European dairy farmers installed a milk lake in front of the European parliament in protest at falling milk prices.
The European Milk Board (EMB), which represents 100,000 dairy farmers across the EU, is calling for a programme of voluntary reductions in production which would allow producers to cut milk output by up to 25% of their quota.
Under their proposals, there would also be financial compensation for the value of the production lost. . .
Hundreds of EMB members travelled to Brussels from countries including Belgium, France, Germany and The Netherlands to join in the protest against the mismanagement of the milk market.

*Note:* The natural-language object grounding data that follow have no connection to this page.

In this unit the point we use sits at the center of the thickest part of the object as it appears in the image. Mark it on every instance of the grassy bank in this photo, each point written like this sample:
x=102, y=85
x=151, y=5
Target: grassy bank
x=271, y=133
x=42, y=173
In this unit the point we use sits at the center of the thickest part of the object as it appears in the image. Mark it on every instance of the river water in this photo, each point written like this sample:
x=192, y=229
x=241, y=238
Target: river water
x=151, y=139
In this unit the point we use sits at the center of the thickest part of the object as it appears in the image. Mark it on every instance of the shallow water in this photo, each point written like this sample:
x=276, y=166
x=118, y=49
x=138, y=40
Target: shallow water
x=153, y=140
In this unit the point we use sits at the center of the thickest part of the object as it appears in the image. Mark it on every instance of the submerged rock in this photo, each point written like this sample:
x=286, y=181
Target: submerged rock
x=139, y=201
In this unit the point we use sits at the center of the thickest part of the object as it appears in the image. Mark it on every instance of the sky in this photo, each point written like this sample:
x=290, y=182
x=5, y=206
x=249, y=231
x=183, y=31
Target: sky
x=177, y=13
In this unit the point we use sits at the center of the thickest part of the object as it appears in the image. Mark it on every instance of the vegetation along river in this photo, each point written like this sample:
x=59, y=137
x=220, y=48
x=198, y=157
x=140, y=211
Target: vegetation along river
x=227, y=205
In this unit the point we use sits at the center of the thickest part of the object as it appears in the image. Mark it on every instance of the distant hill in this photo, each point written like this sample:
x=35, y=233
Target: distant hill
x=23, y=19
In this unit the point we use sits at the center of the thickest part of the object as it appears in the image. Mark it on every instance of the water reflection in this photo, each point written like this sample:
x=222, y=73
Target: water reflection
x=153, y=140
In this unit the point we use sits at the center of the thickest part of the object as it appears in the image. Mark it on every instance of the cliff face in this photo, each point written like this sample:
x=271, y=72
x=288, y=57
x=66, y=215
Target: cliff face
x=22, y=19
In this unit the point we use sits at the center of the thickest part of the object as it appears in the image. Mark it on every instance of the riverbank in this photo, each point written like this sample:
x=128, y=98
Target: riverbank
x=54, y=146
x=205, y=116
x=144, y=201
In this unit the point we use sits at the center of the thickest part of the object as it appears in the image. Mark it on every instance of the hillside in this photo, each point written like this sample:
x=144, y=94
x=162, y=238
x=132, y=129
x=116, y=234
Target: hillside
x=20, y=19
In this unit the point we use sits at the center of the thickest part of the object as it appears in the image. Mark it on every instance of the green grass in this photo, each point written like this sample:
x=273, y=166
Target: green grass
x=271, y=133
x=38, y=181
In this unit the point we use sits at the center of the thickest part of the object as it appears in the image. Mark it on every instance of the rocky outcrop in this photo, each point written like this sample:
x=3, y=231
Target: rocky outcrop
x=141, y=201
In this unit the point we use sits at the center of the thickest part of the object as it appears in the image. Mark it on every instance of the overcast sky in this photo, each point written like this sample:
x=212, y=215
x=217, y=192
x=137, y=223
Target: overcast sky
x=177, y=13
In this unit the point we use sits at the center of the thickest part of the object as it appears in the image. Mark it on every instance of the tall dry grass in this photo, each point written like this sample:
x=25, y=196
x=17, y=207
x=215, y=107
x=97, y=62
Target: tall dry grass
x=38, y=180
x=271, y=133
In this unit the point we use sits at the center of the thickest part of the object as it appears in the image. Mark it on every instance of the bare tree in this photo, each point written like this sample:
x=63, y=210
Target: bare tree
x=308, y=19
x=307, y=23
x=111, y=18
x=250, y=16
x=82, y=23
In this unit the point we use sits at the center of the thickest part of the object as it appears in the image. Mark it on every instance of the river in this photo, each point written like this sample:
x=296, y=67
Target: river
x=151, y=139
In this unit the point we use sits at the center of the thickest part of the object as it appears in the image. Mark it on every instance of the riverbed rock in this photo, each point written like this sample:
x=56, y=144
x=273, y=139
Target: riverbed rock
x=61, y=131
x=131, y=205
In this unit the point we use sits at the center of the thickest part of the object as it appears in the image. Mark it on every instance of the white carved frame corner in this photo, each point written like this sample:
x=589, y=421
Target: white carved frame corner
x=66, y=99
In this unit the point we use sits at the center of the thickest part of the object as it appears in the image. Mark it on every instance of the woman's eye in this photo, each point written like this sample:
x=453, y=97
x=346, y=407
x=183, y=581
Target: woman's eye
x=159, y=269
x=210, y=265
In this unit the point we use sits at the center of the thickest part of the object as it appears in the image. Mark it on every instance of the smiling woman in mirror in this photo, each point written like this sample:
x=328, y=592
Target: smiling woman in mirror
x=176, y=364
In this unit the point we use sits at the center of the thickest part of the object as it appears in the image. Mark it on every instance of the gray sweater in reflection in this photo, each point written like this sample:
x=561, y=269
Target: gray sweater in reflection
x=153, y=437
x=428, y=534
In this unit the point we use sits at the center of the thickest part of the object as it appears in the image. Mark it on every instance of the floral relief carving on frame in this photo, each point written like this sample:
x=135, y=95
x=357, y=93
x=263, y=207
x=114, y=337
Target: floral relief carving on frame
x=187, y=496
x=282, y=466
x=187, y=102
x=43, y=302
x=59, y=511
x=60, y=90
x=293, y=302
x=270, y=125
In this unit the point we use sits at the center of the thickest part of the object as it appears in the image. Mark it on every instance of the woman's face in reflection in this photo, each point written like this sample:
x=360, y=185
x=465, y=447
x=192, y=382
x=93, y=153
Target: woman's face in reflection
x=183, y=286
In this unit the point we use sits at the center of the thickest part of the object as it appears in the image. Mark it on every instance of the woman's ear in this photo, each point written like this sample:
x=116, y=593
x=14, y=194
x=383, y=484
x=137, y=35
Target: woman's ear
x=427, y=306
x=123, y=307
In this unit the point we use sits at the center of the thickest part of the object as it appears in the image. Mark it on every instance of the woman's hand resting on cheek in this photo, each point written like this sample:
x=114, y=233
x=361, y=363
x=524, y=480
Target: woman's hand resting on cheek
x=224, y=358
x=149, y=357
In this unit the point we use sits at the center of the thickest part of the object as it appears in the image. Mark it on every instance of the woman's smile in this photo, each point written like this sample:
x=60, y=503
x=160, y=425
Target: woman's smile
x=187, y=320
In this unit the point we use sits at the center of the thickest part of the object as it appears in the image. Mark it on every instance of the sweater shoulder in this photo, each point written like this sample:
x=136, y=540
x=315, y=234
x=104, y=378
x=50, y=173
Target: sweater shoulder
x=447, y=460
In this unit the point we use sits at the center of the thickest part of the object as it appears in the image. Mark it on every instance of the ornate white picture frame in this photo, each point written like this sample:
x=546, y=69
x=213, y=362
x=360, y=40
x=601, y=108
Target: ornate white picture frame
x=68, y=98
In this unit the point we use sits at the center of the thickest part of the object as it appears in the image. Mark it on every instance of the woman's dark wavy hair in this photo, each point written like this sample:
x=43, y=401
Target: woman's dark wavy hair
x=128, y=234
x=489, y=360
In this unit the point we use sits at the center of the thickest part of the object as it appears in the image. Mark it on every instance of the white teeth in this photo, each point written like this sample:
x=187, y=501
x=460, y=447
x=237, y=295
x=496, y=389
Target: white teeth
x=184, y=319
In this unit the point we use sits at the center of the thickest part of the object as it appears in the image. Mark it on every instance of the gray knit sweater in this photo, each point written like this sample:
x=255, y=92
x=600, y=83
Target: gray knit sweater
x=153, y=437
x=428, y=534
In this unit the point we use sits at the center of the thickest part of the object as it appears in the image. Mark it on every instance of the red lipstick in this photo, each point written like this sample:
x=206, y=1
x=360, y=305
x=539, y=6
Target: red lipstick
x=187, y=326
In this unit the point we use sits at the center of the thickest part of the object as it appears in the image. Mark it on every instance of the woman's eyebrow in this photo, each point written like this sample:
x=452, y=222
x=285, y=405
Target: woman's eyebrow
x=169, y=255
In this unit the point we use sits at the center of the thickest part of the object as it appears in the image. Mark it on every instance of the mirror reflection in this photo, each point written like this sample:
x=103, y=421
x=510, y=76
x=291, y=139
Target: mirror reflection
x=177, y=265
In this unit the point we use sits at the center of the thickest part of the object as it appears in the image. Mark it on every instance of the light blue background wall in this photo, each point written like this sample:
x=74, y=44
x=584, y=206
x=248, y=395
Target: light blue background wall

The group said overproduction on the European milk market is leading to a drastic fall in milk prices and leading directly to the next milk crisis.
EMB said the surplus of milk in the market was pushing prices to the floor and the survival of farms could not be guaranteed this way.
Under CAP reform, European dairy farmers are calling for the introduction of a voluntary supply constraint and the setting up of a European Monitoring Agency, to restore the balance between supply and demand.
EMB president Romuald Schaber said: “The only way to alleviate the situation is to reduce production, preferably by a voluntary supply constraint in the short term.”
The root of the problem is quotas and subsidies not the balance between supply and demand.
When we were in Europe last month we met dairy farmers who wanted to increase production but would have to buy quota which would make it very expensive.
We got the impression good farmers were looking forward to the end of the quotas and subsidies? Then they would be farming to produce what the market wanted rather than being dictated to by bureaucrats and politicians.
The transition to a free market will be painful for some, as it was in New Zealand. But it will be better in the long run for both producers and consumers when the market sorts out supply and demand.